Tickets to “Christian Dior: Designer of Dreams” sold out less than three weeks after opening, and welcomed nearly 600,000 visitors. The show’s run was extended from July until September 2019, and was one of the most successful in the museum’s history.
It was the largest and most comprehensive British show on the House of Dior, a grand sweep of sparkle, rippling wool, sculpted jackets and floral prints and motifs. The show threw light on the designer’s fascination with Britain, his “lines” and defining looks, and his international outlook and inspirations from history.
Telling the story of a brand, taking the time to lay out its history and culture is clearly important to Beccari.
“As a brand today, sharing your set of values is almost a must,” said the CEO. “You don’t only sell products, you sell who you are. You sell your history, your savoir faire, and you have to speak about it. It’s retail 2.0,” Beccari said.
That’s one reason why the Paris flagship also has a café, a restaurant, private apartment and permanent exhibition space. It’s why the Harrods installation has a strong cultural element and is also serving lunch and patisseries inspired by Christian Dior’s history and love of food.
Beccari said he always keeps in mind the founder’s idea that Dior should never be “too traditional, or too literal. He thought traditions needed to be tickled, to be pulled, to be stretched, to be relevant for today, and even to be ironic,” Beccari said.
Team Dior took that idea to heart, particularly for the exhibition, which is like walking into the fusion of a puppet theatre and a Pixar film.
Dior worked with five creative companies on the display. It features recreations of 30 Avenue Montaigne when Christian Dior worked there, as well as the designer’s childhood home in Granville, on the Normandy coast, and La Colle Noir, the designer’s manor house near Grasse.
The buildings are filled with animated gingerbread figures of Dior, always with a little lily of the valley picked out in white icing on his jacket. He appears with his gingerbread mother by the sea in Normandy, or sitting at his meticulously arranged desk dreaming up dress designs. His ideas appear in little clouds above his head.
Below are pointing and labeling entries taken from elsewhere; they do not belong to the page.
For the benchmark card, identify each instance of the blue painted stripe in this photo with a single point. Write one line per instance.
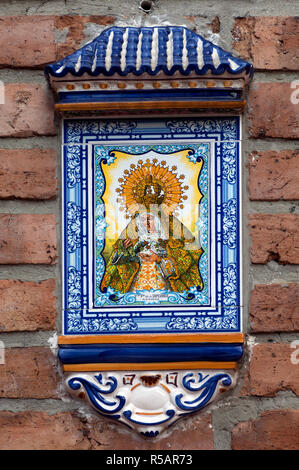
(120, 96)
(117, 353)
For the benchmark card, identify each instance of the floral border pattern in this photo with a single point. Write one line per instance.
(79, 135)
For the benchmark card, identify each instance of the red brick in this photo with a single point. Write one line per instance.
(35, 430)
(27, 41)
(75, 31)
(274, 237)
(271, 370)
(27, 306)
(28, 111)
(27, 239)
(274, 308)
(274, 175)
(27, 173)
(273, 430)
(28, 373)
(271, 43)
(192, 433)
(271, 111)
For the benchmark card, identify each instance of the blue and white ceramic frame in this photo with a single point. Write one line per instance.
(83, 142)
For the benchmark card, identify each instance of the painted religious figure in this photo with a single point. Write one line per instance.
(155, 250)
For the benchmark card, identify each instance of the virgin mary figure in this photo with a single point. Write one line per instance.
(155, 251)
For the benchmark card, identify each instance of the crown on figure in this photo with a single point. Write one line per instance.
(151, 183)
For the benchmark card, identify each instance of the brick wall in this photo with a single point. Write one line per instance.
(262, 412)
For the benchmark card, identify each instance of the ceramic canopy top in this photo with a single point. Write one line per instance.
(149, 50)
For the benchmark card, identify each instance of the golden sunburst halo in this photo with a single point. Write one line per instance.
(151, 183)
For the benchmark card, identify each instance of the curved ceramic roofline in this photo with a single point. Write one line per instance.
(148, 50)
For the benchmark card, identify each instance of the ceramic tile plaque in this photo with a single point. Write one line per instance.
(151, 222)
(151, 226)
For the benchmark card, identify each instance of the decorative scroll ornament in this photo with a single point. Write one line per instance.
(146, 401)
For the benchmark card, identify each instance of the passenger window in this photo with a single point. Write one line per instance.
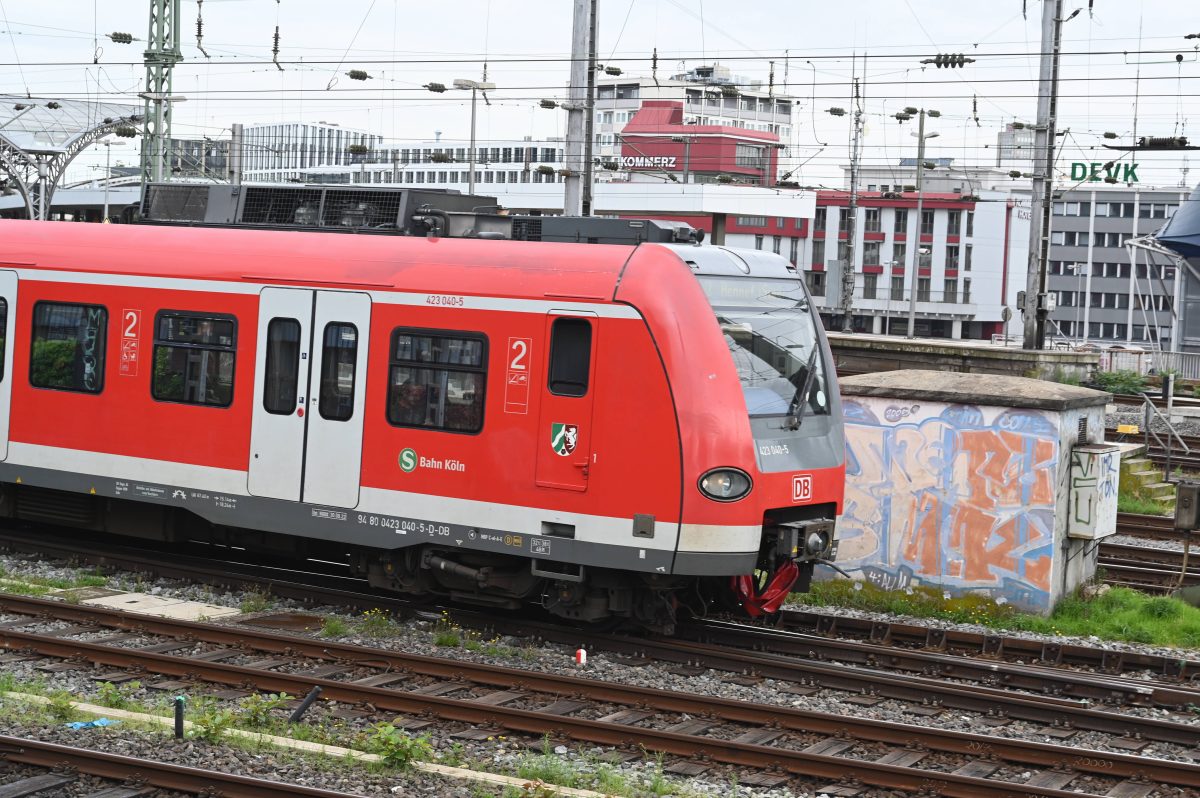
(67, 351)
(337, 371)
(282, 366)
(4, 333)
(193, 358)
(437, 381)
(570, 357)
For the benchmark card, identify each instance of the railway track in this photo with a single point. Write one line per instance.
(1151, 527)
(918, 649)
(472, 701)
(51, 771)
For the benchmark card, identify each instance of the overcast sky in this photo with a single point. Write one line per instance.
(1120, 71)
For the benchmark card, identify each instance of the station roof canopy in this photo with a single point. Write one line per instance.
(35, 126)
(1182, 231)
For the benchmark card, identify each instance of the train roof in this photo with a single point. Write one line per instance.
(533, 269)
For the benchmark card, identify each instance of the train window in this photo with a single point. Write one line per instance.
(337, 359)
(67, 351)
(570, 357)
(437, 379)
(280, 390)
(4, 331)
(193, 358)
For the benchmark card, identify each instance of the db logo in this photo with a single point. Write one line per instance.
(802, 487)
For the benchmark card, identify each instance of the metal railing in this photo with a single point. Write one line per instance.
(1151, 412)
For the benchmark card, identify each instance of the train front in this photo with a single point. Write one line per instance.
(772, 510)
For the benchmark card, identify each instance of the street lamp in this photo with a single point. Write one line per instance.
(1080, 269)
(687, 154)
(921, 175)
(108, 173)
(477, 87)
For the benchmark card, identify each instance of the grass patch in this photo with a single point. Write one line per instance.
(550, 768)
(335, 627)
(1132, 503)
(377, 623)
(1119, 613)
(1133, 498)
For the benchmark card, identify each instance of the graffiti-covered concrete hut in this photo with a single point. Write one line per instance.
(976, 483)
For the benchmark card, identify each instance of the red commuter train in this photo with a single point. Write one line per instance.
(610, 431)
Behind the illuminated windows of the gingerbread Avenue Montaigne store, little shadows flicker here and there showing all the activity inside. On one floor, cookie cutter seamstresses work on sewing machines made from gingerbread. In another part of the atelier, mechanical bees deliver tiny buttons and carry bits of measuring tape.
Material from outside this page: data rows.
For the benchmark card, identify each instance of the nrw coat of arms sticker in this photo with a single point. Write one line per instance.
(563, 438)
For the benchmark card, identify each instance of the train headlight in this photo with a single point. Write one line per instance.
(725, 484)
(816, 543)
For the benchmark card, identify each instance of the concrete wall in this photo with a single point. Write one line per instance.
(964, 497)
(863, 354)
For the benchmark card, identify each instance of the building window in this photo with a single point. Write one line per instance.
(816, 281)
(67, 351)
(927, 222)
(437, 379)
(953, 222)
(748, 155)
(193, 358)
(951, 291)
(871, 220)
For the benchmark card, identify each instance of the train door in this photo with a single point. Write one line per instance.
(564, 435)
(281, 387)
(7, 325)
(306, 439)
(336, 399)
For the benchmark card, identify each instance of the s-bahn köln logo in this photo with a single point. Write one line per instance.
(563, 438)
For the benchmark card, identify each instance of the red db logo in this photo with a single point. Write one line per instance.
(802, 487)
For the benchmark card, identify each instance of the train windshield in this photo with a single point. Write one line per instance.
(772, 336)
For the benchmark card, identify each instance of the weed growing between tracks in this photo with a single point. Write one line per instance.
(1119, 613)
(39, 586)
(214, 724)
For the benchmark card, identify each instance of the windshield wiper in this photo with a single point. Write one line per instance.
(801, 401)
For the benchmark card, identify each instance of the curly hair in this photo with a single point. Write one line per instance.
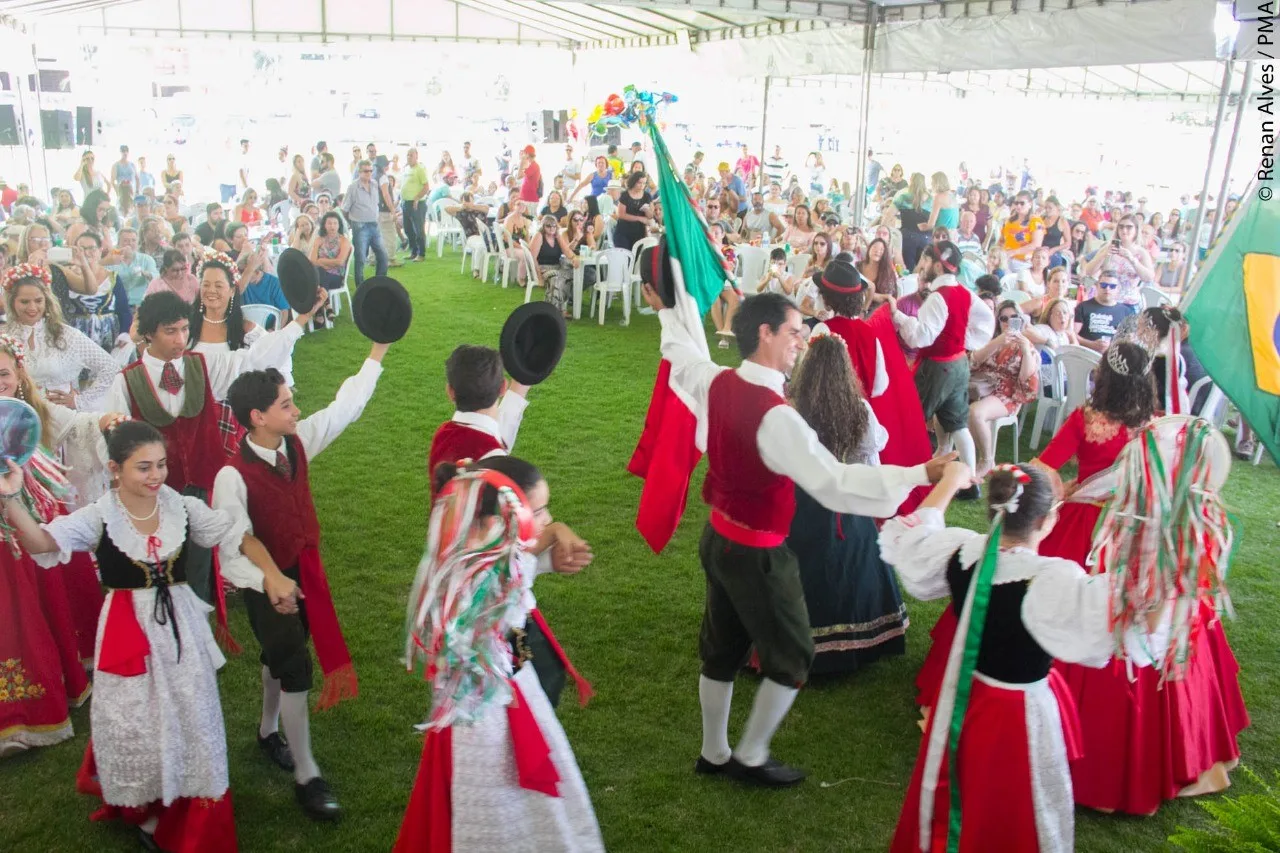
(1125, 397)
(827, 393)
A gingerbread fairy godmother appears at one point, transforming sugar into dresses, and back again into sugar.
There are digital effects, too, such as colored flowers cascading over a tall cookie house that showcases the brand’s historic fragrances. At the end of the show, digital fireworks and shooting stars burst over the sea in Normandy.
Cookie trees, roses and other flora populate the space. They’re not edible, but Dior has that covered.
Real gingerbread cookies in the shape of the Bar jacket, the Dior Book Tote, and Lady Dior bags are for sale at Le Café Dior, where diners can sit on chairs covered in the Dior toile de Jouy and eat from wooden tables carved with the toile designs.
The installation also features two pop-ups, one of which is a gift shop with walls, drawers and units made to look like iced gingerbread. Conveyor belts, meanwhile, showcase Christmas cookies, pastries, and Dior ready to wear, accessories, sweaters and homeware items.
The second pop up is a gingerbread house representing Monsieur Dior’s atelier and offers a look at how the Lady Dior and other bags and accessories are made.
Beauty has its moment, too, with two additional spaces. One is dedicated to La Collection Privée Christian Dior fragrance collection. The other focuses on makeup, treatments and additional Dior fragrances.
There are dedicated collections for the takeover, including a men’s capsule by Kim Jones. One of the pieces is a double-breasted jacket made in a shade of Harrods green.
In womenswear, Dior’s Jardin d’Hiver print spreads across silk scarves, shawls and across a series of trunks. Pietro Ruffo’s Rêve d’Infini motif appears on the Dior Book Tote and silk twill scarves.
Other products on offer include the Miss Dior chair designed by Philippe Starck.